As I mentioned yesterday, I'm down to the dregs of my clean laundry. I still have maybe a dozen clean shirts that are suitable for work, but none are shirts I like. They all test my patience and good sense in some way, and they are each the kind of shirt that gets rotated into my wardrobe only two or three times a year when desperation hits. Only halfway through this work week, desperation has hit.
I paired a black suit with one of the desperation shirts: a leopard print shell. Yes, I said leopard print. The shirt makes me look like a chola playing dress up, but it's cut well for me. It's got two thin layers of fabric that are cinched at the bottom before billowing out. Flatters all the problem areas. Makes it clear that I have both boobs and a waist. Separately. For a short Jewish woman, that's no small accomplishment. Boob-waist is endemic within our population.

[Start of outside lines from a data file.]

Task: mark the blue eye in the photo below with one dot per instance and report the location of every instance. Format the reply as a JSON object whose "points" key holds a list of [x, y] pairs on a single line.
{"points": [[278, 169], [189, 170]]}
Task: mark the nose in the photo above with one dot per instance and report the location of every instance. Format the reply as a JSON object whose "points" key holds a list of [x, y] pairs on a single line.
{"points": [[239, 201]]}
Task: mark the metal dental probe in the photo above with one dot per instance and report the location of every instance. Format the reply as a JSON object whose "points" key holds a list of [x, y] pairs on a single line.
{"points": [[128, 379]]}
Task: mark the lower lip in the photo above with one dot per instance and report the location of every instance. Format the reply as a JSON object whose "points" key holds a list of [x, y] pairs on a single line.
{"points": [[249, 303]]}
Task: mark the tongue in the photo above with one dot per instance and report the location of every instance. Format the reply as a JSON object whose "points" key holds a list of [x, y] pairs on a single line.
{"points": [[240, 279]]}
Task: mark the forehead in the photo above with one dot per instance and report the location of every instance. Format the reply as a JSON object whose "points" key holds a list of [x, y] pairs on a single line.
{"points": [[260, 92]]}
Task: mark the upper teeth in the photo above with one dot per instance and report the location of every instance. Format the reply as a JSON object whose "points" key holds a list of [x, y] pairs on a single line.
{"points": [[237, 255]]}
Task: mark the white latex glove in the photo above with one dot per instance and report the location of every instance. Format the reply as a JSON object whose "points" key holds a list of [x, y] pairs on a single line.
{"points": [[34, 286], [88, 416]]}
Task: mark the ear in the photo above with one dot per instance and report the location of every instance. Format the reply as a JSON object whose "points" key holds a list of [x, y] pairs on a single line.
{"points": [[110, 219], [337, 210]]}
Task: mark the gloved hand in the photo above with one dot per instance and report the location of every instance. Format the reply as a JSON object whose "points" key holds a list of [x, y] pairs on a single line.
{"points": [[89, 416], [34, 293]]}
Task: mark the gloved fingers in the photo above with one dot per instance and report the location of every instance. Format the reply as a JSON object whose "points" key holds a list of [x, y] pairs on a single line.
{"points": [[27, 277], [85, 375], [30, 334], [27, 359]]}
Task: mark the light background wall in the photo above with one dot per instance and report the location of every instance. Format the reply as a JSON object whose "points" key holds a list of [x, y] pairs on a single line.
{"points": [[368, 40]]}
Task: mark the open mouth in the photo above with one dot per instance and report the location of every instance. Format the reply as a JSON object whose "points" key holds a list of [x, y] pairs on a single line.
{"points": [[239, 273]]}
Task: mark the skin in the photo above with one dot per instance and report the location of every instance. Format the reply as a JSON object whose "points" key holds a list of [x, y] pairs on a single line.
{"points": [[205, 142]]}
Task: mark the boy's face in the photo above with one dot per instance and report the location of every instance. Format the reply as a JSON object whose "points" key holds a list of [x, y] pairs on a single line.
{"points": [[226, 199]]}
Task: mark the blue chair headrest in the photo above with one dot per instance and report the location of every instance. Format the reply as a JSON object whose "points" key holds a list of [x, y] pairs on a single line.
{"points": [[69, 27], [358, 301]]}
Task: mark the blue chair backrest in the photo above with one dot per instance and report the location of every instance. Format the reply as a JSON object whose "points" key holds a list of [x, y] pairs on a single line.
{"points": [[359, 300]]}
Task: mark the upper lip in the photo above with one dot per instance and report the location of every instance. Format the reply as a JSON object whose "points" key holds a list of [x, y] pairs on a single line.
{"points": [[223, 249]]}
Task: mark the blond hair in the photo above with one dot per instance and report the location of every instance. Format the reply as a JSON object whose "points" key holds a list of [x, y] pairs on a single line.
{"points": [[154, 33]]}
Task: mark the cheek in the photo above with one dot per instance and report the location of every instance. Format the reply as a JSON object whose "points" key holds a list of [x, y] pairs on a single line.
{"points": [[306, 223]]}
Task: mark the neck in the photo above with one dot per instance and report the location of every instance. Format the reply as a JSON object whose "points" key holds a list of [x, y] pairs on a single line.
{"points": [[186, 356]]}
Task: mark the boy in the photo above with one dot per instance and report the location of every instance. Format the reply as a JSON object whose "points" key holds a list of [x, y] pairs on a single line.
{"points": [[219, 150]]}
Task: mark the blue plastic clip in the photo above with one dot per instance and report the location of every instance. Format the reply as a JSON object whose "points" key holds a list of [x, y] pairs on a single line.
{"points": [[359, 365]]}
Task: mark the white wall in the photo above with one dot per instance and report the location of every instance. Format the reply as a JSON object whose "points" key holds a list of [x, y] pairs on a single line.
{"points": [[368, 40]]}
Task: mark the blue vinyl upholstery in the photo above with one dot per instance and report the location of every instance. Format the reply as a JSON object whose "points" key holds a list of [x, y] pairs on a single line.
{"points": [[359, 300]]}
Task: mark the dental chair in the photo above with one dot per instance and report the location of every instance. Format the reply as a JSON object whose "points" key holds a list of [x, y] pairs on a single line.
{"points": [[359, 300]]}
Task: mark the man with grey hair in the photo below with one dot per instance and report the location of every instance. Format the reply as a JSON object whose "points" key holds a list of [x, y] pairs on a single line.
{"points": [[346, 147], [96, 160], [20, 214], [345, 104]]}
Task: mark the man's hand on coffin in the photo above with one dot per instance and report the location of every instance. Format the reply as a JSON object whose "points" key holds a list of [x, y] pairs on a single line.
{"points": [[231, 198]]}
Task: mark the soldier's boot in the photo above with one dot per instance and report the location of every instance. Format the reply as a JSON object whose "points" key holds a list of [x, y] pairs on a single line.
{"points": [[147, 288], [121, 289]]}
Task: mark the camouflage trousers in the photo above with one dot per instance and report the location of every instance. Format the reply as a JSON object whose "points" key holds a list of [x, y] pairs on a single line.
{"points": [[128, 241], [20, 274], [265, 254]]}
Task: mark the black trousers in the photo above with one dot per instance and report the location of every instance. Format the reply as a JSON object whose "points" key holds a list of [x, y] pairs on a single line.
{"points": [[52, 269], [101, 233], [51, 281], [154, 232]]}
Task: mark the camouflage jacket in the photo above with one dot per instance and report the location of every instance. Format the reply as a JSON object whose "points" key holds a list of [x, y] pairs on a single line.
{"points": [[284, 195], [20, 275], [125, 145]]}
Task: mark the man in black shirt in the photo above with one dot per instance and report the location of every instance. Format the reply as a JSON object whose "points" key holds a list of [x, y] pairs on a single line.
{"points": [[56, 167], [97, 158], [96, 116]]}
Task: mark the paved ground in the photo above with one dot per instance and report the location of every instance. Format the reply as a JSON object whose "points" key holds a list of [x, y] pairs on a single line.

So at work I carried my files over my chest and did my business quickly. I didn't want any of my Judges to notice the leopard print in their courtroom. But just as I dropped off a stack of finished motions, one of my courtroom assistants stopped me. She's a brown skin woman who fumbles party names in Spanish, and yet I know she lives somewhere deep in the Inland Empire where speaking English is not an option. I've always suspected that she's more Mexican than she lets on. She looked straight at my clearly separate boobs and waist and said, "Wow. Love your shirt."
3 comments:
That's because that woman is pure class.
My white class roots are showing, but I totally love animal print. I won't allow myself to dress the way I really want because I know how it is perceived. But when I was in court yesterday, a woman got on the elevator wearing gold lame shoes. I was sooo jealous.
Gold lame, really? There's an item I've never coveted.